Practical and Theoretical Implications
PHOTON’s results demonstrate the feasibility of substituting horizontal scanning with vertical, hierarchical context management, unlocking a new trade-off axis between throughput, memory consumption, and model quality. For LLM deployments constrained by memory bandwidth—such as those requiring long-context, multi-user, or edge-device inference—hierarchical stack architectures like PHOTON enable test-time scaling and parallelization otherwise unattainable by flat autoregressive baselines.
Theoretically, PHOTON implies that latent hierarchy in language generation can be exploited not only for better representations but as a mechanism for amortizing context memory and traffic, a direction so far underexplored in mainstream sequence modeling.
Limitations and Future Directions
The current study is restricted to two-level hierarchies, context windows up to 2048 tokens, and model sizes of up to 1.2B parameters. Full assessment of the scaling properties of PHOTON, especially its asymptotic advantage at larger contexts and model sizes, remains open. Richer ablations on chunk size, converter architecture, and auxiliary loss weighting are needed to understand the hierarchy’s optimal granularity and its effect on downstream generalization.

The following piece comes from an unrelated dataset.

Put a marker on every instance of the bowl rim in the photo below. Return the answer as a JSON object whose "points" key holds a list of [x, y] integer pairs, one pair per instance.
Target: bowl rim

Future research should investigate extending the hierarchy to deeper stacks, evaluating in truly long-context settings (>10k tokens), and integrating with open-vocabulary or tokenizer-free domains. Hybridizing PHOTON-style hierarchies with system-level optimizations (e.g., paged KV mapping) may yield further practical gains.
Conclusion
PHOTON replaces the fundamental sequential tokenwise context scan of Transformers with an explicit, persistent, vertical hierarchy of latent streams. This rearchitecture yields dramatic reductions in KV-cache footprint and traffic, enabling orders-of-magnitude higher throughput-per-memory than existing models, particularly under prefill-heavy and decode-heavy serving workloads. The preserved controllability of the efficiency–quality frontier and scalable inference suggest that hierarchical autoregression is a robust direction for future LLM deployment and system design (2512.20687).